The NTPF has identified five hospitals it says account for over half of the patients waiting longer than a year for surgery.
The hospitals are Cork University, Letterkenny General, Sligo General, Tullamore and Tallaght in Dublin.
Asked what excuses had been made by the hospitals for not referring patients to the fund, Ms Harney replied: “I have got no good reason as to why this isn’t happening and I intend to engage with the five hospitals involved.”
The minister, who was speaking at the launch of the NTPF’s annual report for 2007 in Dublin, pointed out that the Health Service Executive (HSE) was looking at rates at which hospitals refer patients to the fund as a key performance indicator.
She warned that funding of hospitals would follow performance.
Over the past 12 months the NTPF managed to reduce the number of people waiting 12 months or more for surgery by 3,251 and is determined to reduce the numbers waiting to as close to zero as possible by the year end.
Cork University Hospital (CUH) said there were 265 patients waiting over 12 months.
However, it said this must be discounted in respect of those needing complex treatment; those who have not responded to the NTPF’s offer of treatment and those who wanted to stay on the hospital’s waiting list, a situation that would leave about 20% to 30% who would qualify for referral.
Latest NTPF figures show that 16,166 adults and children are waiting more than three months for surgery across 43 hospitals.
Average waiting times for the most common surgical procedures are now two to five months compared with waiting times of two to five years in 2002 when the NTPF was established.

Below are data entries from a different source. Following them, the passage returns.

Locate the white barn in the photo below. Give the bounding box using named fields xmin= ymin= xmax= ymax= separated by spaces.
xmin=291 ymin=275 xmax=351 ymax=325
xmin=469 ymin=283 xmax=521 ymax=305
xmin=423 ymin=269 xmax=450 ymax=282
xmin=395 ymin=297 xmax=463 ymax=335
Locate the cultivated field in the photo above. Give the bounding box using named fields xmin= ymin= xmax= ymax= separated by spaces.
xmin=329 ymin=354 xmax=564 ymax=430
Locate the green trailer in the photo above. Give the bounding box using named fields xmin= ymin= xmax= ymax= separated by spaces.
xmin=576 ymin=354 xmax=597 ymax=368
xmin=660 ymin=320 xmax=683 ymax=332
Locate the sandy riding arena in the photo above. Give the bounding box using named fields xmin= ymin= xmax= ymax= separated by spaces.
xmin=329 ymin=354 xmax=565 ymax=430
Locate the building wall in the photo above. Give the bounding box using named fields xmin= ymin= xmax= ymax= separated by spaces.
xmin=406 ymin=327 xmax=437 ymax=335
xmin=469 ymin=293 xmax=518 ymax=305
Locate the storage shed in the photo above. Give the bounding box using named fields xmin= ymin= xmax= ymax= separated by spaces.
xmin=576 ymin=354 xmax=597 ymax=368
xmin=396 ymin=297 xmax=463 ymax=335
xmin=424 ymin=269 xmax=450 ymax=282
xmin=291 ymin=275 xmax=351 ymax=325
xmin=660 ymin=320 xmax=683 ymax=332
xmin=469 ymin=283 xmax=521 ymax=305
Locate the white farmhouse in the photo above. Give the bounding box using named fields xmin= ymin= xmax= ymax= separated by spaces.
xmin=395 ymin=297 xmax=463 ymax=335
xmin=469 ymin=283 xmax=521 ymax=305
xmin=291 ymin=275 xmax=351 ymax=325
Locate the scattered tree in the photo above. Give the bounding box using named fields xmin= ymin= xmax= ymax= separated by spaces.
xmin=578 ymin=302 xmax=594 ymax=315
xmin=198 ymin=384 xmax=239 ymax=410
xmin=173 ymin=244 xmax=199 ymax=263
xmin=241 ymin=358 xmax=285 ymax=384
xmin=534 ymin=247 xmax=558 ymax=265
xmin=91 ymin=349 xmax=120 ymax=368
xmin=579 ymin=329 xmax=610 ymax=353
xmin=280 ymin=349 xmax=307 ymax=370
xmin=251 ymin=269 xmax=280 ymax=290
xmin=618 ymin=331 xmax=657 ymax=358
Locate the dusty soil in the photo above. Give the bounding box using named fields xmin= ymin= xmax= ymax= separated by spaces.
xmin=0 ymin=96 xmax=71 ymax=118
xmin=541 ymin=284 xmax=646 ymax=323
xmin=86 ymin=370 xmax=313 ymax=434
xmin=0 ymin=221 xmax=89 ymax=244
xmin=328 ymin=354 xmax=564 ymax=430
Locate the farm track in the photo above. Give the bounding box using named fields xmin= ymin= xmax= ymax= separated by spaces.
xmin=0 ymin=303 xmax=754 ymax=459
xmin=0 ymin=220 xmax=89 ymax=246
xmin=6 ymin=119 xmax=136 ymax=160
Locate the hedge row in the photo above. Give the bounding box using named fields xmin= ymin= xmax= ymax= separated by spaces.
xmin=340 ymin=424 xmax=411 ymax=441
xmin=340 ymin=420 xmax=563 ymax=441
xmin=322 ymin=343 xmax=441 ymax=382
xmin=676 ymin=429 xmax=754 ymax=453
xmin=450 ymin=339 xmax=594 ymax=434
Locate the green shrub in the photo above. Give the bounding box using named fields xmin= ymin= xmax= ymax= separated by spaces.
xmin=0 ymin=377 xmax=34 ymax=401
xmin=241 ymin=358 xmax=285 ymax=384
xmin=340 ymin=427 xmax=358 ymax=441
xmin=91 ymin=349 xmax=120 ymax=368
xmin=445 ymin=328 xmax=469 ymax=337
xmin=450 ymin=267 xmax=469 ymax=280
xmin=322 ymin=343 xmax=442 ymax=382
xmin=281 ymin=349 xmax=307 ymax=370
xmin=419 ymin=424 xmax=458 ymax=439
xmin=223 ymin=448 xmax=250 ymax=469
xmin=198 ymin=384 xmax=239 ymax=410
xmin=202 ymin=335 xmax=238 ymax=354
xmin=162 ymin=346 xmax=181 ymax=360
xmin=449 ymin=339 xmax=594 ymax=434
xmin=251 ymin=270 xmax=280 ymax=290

The NTPF, which has treated more than 110,000 patients to date, plans to provide 23,500 operations and arrange out-patient clinics for 13,500 people this year.
NTPF chief executive Pat O’Byrne said the fund now arranged operations in every surgical speciality and that 99% of the patients are treated in Ireland.
The report shows that one in four patients are over 80 while one in three were aged between 61 and 80. One in 10 were children or teenagers under 18 years.
The NTPF also contacted more than 20,000 patients and arranged 10,569 consultations during the year.
Fine Gael’s health spokesman Dr James Reilly described the waiting list figures as the ultimate betrayal from a Government that promised an end to waiting lists by 2004.
Ms Harney also warned that spending on health cannot be immune from the economic circumstances the Government now found itself in.